DF führt ein kontrolliertes Dämpfungsverhalten in der Engagement-Phase ein, wodurch die Stöße, die in die Kette übertragen werden, reduziert werden.

👉 Die Idee ist nicht, den Pedal Kickback zu eliminieren, sondern ihn zu filtern.

Preis:

  • 200–450€ Nabe

  • 800–1500€ Laufradsatz

Der echte Unterschied zwischen ihnen

  • Sidekick = vollständige Entkopplung im Leerlauf

  • DT Swiss = Kontrolle und Filterung, ohne den mechanischen Kontakt zu verlieren

Wenn du ein Commencal High Pivot hast – lohnt sich Ochain?

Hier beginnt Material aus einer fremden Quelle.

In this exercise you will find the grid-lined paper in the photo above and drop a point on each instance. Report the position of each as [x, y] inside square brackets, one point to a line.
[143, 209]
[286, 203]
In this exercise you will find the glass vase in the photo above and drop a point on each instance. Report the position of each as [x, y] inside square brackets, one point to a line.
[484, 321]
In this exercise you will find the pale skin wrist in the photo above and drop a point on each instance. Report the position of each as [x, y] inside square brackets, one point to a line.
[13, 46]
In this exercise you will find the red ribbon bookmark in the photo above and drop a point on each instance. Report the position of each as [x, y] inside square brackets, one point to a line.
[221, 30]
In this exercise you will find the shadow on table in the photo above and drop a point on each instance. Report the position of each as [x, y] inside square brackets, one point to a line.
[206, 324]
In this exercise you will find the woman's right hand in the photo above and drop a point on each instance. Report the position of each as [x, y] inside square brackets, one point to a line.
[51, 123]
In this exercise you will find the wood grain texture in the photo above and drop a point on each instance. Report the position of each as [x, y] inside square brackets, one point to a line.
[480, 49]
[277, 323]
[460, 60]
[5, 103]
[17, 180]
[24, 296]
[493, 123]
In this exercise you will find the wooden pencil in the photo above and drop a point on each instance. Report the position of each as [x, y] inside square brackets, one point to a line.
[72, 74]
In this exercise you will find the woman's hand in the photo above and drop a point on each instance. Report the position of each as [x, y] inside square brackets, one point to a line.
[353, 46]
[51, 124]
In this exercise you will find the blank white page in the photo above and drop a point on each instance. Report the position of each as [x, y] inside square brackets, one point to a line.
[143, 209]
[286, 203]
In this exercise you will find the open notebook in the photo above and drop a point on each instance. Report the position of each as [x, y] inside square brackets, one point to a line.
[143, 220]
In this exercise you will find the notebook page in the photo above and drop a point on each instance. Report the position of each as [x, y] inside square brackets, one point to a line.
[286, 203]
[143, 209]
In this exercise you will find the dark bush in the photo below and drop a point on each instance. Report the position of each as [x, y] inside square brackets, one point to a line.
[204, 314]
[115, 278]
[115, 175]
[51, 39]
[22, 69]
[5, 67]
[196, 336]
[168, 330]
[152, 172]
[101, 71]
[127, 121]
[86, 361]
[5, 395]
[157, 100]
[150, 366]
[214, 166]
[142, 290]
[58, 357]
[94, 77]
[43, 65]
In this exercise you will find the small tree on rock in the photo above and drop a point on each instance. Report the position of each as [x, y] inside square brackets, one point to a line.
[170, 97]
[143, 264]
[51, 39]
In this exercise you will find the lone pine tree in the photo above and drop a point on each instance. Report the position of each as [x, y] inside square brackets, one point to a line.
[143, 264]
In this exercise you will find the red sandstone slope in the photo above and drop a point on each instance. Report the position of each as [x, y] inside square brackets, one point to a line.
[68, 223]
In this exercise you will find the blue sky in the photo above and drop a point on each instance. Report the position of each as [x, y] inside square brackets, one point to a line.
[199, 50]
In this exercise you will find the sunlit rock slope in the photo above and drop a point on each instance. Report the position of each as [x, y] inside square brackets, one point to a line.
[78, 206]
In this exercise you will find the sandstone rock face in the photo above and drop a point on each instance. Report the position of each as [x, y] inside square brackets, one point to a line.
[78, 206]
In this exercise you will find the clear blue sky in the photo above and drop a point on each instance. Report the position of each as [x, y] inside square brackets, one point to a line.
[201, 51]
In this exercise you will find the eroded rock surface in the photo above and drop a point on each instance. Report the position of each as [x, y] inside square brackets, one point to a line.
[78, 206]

Bei einem Commencal High Pivot ist ein großer Teil des Pedal Kickbacks bereits durch das Design gelöst.

Du hast bereits:

  • Idler

  • optimierte Geometrie

  • strukturell kontrollierte Kettenverlängerung

Es lohnt sich, wenn:

  • du ein isolierteres Gefühl in den Pedalen möchtest

  • du technisches Enduro fährst

  • du empfindlich auf Feedback im Antrieb reagierst

Es lohnt sich nicht, wenn:

  • du das Fahrrad im reinen DH verwendest

  • du mit dem aktuellen Gefühl zufrieden bist

  • du maximale Einfachheit möchtest

Urteil

Bei einem modernen High Pivot:

  • Ochain ist ein Feintuning-Upgrade, keine große Veränderung

Fazit

Pedal Kickback hat keine einzige Lösung, weil es nicht nur eine Ursache hat.

Deshalb geht jedes System auf dem Markt das Problem aus einem anderen Punkt an:

  • Der Rahmen kontrolliert es durch das Design

  • High Pivot verändert die Geometrie der Federung komplett

  • Ochain und Rimpact greifen in den Antrieb ein

  • DT Swiss und e*thirteen kontrollieren das Verhalten in der Nabe

Die echte Wahl geht nicht um "die beste Technologie", sondern darum, wo du im System eingreifen möchtest und wie sehr du das Verhalten des Fahrrads im Vergleich zu seinem ursprünglichen Design ändern möchtest.